2. Compile Java `.class` files from the ANTLR grammar file.  Refer to the `Makefile` provide.


3. Use Kotlin to access the generated grammar files.

Load the dependencies.

**Remember**: the kernel must be restarted whenver the `mygrammar` classes are recompiled.

In [None]:
@file:DependsOn("/data/shared/antlr-4.9.1-complete.jar")
@file:DependsOn(".")

Import the necessary classes.

In [None]:
import org.antlr.v4.runtime.*
import mygrammar.*

We will use our own error handler to be more vocal about parsing errors.

In [None]:
val errorlistener = object: BaseErrorListener() {
    override fun syntaxError(recognizer: Recognizer<*,*>,
           offendingSymbol: Any?,
           line: Int,
           pos: Int,
           msg: String,
           e: RecognitionException?) {
        throw Exception("${e} at line:${line}, char:${pos}")
    }
}

Perform parsing:

1. Construct lexer and parser.
2. Use the custom error listener.
3. Return the start symbol 

In [None]:
fun parse(s: String): MyParser.StartSymbolContext? {
    //
    // Construct lexer and parser.
    //
    val input = CharStreams.fromString(s)
    val lexer = MyLexer(input)
    val tokens = CommonTokenStream(lexer)
    val parser = MyParser(tokens)
    
    // Use our own error listener so it reports
    // any parsing error
    lexer.removeErrorListeners()
    lexer.addErrorListener(errorlistener)
    parser.removeErrorListeners()
    parser.addErrorListener(errorlistener)

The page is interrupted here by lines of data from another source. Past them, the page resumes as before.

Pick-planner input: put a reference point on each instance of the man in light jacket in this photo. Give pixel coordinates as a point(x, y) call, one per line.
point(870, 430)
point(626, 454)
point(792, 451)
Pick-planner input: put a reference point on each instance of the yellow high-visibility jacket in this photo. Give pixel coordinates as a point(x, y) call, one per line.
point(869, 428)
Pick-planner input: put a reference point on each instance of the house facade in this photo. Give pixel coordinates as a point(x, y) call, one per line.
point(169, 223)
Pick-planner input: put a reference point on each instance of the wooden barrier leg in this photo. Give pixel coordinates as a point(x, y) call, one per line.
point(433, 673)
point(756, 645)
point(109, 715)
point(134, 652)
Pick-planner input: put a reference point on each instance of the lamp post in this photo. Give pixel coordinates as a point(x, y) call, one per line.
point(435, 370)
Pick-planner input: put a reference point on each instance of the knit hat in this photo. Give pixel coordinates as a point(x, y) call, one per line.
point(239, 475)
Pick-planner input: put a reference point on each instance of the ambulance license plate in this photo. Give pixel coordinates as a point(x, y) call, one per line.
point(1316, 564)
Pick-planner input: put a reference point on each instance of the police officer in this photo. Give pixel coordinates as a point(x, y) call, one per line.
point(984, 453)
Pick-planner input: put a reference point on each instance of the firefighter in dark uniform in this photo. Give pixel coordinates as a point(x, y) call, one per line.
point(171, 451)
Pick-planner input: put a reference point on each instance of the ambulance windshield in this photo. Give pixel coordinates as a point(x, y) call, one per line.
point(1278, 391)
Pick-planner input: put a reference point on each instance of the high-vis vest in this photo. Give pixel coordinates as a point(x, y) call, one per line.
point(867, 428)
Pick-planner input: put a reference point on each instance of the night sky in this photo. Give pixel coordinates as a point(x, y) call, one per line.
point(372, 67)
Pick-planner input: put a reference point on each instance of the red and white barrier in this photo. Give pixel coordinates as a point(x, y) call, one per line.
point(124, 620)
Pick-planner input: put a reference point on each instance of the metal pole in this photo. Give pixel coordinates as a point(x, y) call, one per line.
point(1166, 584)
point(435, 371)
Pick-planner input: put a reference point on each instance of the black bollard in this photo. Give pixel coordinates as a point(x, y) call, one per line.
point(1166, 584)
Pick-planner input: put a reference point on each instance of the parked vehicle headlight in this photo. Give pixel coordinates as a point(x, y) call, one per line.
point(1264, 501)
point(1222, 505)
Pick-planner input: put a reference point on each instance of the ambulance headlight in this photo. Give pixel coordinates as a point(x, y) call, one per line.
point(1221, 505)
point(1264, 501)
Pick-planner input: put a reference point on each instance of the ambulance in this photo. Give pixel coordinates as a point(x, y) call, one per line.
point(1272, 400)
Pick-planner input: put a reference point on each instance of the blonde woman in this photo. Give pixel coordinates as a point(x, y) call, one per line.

    // Perform parsing, and return the context.
    try {
        return parser.startSymbol()
    } catch(e: Exception) {
        println("Parse Error: " + e.message)
        return null
    }
}

We can easily build a function that recognizes strings in the language.

In [None]:
fun recognize(s: String) = parse(s) != null

# Test Cases

One can convince oneself that `(hello)` should belong to the language.

In [None]:
recognize("(hello)")

In fact any level of balanced parentheses should be accepted: like `(((world)))`

In [None]:
recognize("(((world)))")

But `(hello` should be rejected.

In [None]:
recognize("(hello")

Since only a WORD can exist between parenthese, `(123)` is also rejected.

In [None]:
recognize("(123)")

We should also reject `(hello world)` because we only allow one word between the parenthese.

In [None]:
recognize("(hello world)")

Clearly `(hello))` should be rejected.  If you are not careful, you will find that this gets accepted.

If you fail this test, make sure you terminate your `startSymbol` with an EOF token.

In [None]:
recognize("(hello))")